Si le père biologique n’a pas d’enfants, pas de conjoint successible mais des parents encore en vie, la mère de l’enfant (sœur du défunt) récupérera la moitié de la succession, ¾ si un seul des parents est en vie et la totalité si les deux parents sont prédécédés (Art. 738 C. civ.). Si elle a elle-même des frères et sœurs, la part en question sera divisée en autant de frères et sœurs (Art. 744 C. civ.). Dans tous les cas, l’enfant en tant que neveu n’interviendra pas à la succession (sa mère étant héritière de 2e ordre, 2e degré alors que lui est héritier du 2e ordre mais de 3e degré). Dans cette hypothèse, la mère de l’enfant (sœur du défunt) n’a pas la qualité d’héritier réservataire. Il est donc possible que le défunt se départisse de ses biens en faveur d’autres individus. Si cette mère est prédécédée et qu’elle n’avait pas d’autres enfants, l’enfant né de l’inceste récupérera la part qui devait échoir à sa mère. Cependant, s’il est en concurrence avec ses propres frères et sœurs, ses droits dans la succession de son père biologique/oncle juridique seront nécessairement réduits ; la part revenant à la mère étant divisée entre le nombre de ses propres enfants. De plus, l’abattement dont il pourra bénéficier est moins intéressant que celui d’un enfant : il sera de 15 932 euros s’il vient en représentation de sa mère prédécédée alors que s’il était intervenu à la succession en tant qu’enfant, cet abattement aurait été de 100 000 euros (Art. 779 CGI). Le barème d’imposition est également bien plus important que s’il était venu en tant qu’enfant (55% alors qu’en ligne directe, le taux varie entre 5% et 45% en fonction du montant de la succession – Art. 777 CGI).
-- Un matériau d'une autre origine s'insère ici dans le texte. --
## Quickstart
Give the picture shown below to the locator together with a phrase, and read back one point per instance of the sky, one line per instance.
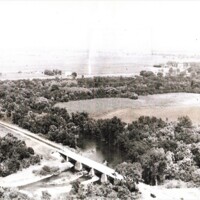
(135, 26)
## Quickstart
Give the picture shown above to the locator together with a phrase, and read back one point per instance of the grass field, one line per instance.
(169, 106)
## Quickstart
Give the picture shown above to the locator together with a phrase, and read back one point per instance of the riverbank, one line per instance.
(166, 106)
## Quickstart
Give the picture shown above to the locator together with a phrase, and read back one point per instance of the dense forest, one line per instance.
(156, 150)
(15, 155)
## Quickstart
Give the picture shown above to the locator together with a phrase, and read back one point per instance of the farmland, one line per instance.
(169, 106)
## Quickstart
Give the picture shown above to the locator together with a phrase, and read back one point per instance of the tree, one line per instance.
(74, 75)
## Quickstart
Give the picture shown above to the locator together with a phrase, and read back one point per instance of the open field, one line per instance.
(169, 106)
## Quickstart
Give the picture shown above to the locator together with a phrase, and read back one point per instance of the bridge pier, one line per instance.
(91, 173)
(104, 178)
(78, 166)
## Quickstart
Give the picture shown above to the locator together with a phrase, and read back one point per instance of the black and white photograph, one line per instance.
(99, 100)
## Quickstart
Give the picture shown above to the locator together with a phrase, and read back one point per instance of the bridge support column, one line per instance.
(104, 178)
(78, 166)
(91, 173)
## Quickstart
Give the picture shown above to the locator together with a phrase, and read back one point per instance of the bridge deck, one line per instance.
(85, 161)
(91, 163)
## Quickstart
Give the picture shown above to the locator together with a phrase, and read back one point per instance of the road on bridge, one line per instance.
(63, 150)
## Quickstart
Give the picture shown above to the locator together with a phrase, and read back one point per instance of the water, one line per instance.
(101, 152)
(79, 61)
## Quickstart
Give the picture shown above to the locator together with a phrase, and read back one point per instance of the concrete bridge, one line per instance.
(79, 161)
(93, 166)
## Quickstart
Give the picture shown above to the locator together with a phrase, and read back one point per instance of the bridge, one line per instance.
(79, 161)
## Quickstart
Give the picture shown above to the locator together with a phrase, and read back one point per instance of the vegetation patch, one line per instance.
(15, 155)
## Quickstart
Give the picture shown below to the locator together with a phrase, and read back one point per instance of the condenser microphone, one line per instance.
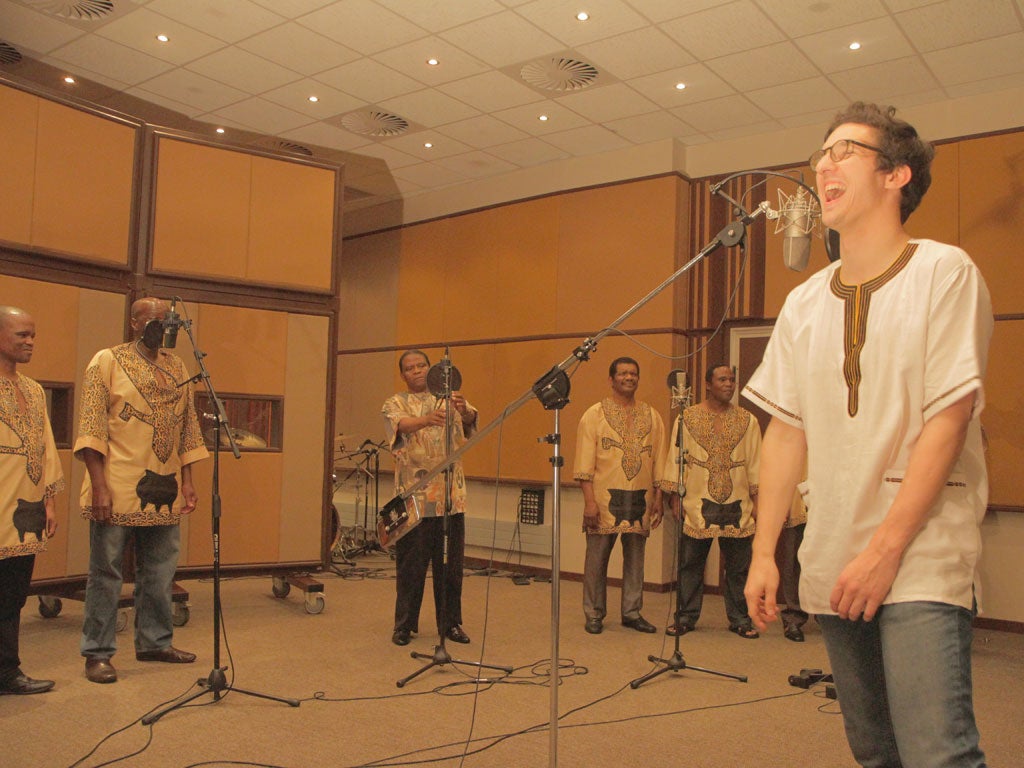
(172, 322)
(798, 216)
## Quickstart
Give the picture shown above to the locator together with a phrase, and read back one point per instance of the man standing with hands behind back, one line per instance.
(138, 437)
(30, 477)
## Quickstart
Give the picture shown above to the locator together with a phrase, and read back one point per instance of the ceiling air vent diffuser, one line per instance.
(375, 123)
(559, 74)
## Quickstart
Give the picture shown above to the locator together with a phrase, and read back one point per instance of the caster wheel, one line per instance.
(280, 587)
(49, 607)
(314, 604)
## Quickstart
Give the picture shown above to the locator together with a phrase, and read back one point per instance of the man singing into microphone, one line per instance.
(873, 373)
(138, 437)
(415, 421)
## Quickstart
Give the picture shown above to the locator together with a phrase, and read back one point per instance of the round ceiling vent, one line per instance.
(559, 74)
(85, 10)
(375, 123)
(8, 53)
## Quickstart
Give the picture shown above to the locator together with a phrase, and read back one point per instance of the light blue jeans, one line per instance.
(903, 681)
(156, 560)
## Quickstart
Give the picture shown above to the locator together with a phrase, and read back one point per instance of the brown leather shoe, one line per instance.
(99, 670)
(169, 654)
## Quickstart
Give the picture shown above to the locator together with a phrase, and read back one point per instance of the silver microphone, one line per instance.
(172, 322)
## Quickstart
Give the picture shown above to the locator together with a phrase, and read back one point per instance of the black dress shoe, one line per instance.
(169, 654)
(23, 685)
(794, 633)
(456, 635)
(400, 637)
(640, 625)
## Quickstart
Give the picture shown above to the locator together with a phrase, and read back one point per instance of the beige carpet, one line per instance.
(343, 668)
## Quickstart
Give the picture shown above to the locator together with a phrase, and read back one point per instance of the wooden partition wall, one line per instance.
(103, 210)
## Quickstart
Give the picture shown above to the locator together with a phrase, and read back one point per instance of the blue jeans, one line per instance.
(156, 560)
(904, 685)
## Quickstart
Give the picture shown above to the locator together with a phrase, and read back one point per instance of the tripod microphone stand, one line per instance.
(215, 682)
(676, 663)
(451, 380)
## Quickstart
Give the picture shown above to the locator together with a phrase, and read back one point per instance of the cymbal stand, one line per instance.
(676, 663)
(440, 656)
(216, 681)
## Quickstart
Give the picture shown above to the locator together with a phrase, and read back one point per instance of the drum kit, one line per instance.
(354, 472)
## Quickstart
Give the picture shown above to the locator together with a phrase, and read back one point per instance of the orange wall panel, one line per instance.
(291, 224)
(84, 184)
(246, 348)
(18, 127)
(202, 217)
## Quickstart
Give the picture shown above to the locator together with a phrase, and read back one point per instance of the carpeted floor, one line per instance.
(343, 668)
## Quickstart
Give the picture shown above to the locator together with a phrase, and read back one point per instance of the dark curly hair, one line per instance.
(900, 144)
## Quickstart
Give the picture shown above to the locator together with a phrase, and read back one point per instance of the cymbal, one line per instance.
(243, 437)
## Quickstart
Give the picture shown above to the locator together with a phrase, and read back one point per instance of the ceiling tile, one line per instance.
(412, 58)
(330, 101)
(503, 39)
(607, 102)
(957, 22)
(528, 152)
(723, 30)
(298, 48)
(760, 68)
(429, 108)
(442, 14)
(109, 58)
(587, 140)
(361, 25)
(369, 80)
(260, 115)
(558, 17)
(799, 17)
(619, 54)
(654, 127)
(797, 98)
(881, 40)
(481, 132)
(720, 114)
(243, 70)
(227, 19)
(701, 84)
(198, 92)
(965, 64)
(492, 91)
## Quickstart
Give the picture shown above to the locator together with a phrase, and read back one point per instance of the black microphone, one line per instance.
(172, 322)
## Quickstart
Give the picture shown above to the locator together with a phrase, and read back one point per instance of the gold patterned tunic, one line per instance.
(143, 421)
(622, 452)
(723, 452)
(30, 468)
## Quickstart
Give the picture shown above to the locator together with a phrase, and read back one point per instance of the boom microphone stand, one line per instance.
(676, 663)
(451, 380)
(215, 682)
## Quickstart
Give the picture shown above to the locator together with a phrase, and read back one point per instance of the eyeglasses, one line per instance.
(839, 151)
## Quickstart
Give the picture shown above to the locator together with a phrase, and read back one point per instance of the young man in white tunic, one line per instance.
(873, 374)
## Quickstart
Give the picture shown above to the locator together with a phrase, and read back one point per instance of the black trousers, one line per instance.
(422, 547)
(693, 558)
(15, 576)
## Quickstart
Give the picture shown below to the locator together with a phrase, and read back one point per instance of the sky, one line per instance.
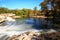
(20, 4)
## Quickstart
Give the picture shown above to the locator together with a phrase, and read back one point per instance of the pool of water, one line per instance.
(18, 25)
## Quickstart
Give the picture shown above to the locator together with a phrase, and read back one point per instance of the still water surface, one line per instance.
(18, 25)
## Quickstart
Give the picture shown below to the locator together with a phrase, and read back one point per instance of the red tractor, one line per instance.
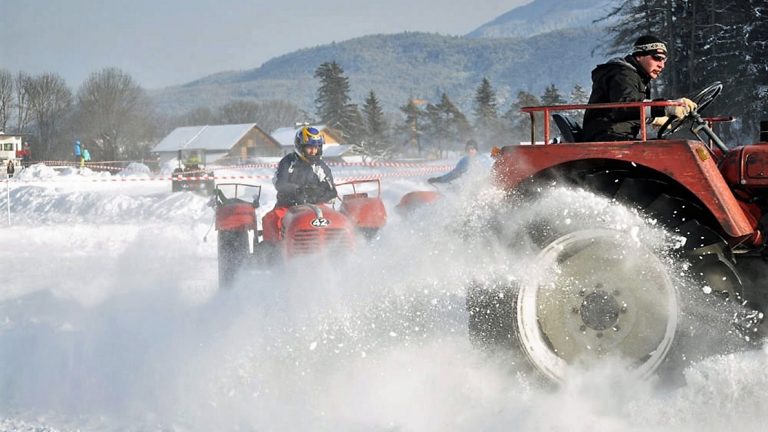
(306, 229)
(586, 299)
Ces deux exemples suffisent à démontrer que l’enfant né d’un inceste absolu pâtit de l’absence du double lien de filiation en sa qualité d’héritier. La part qui lui échoira pourra se retrouver réduite en fonction de la configuration des héritiers au moment de la succession voire être supprimée s’il ne bénéficie pas de la réserve héréditaire. Quand Antigone n’hérite pas d’Œdipe… Pour accentuer cette inégalité, comme nous l’avons précédemment évoqué, le lien de filiation est le plus souvent établi envers la mère de l’enfant. Mais à lire la démonstration réalisée dans « Le genre du capital » (C. Bessière et S. Gollac, Le genre du capital, comment la famille reproduit les inégalités, SH L’envers des faits, Paris : La Découverte, 2020, 336 p.), le patrimoine le plus conséquent se trouve du côté de la gent masculine. De fait, l’enfant se trouve donc privé de la succession généralement la plus garnie.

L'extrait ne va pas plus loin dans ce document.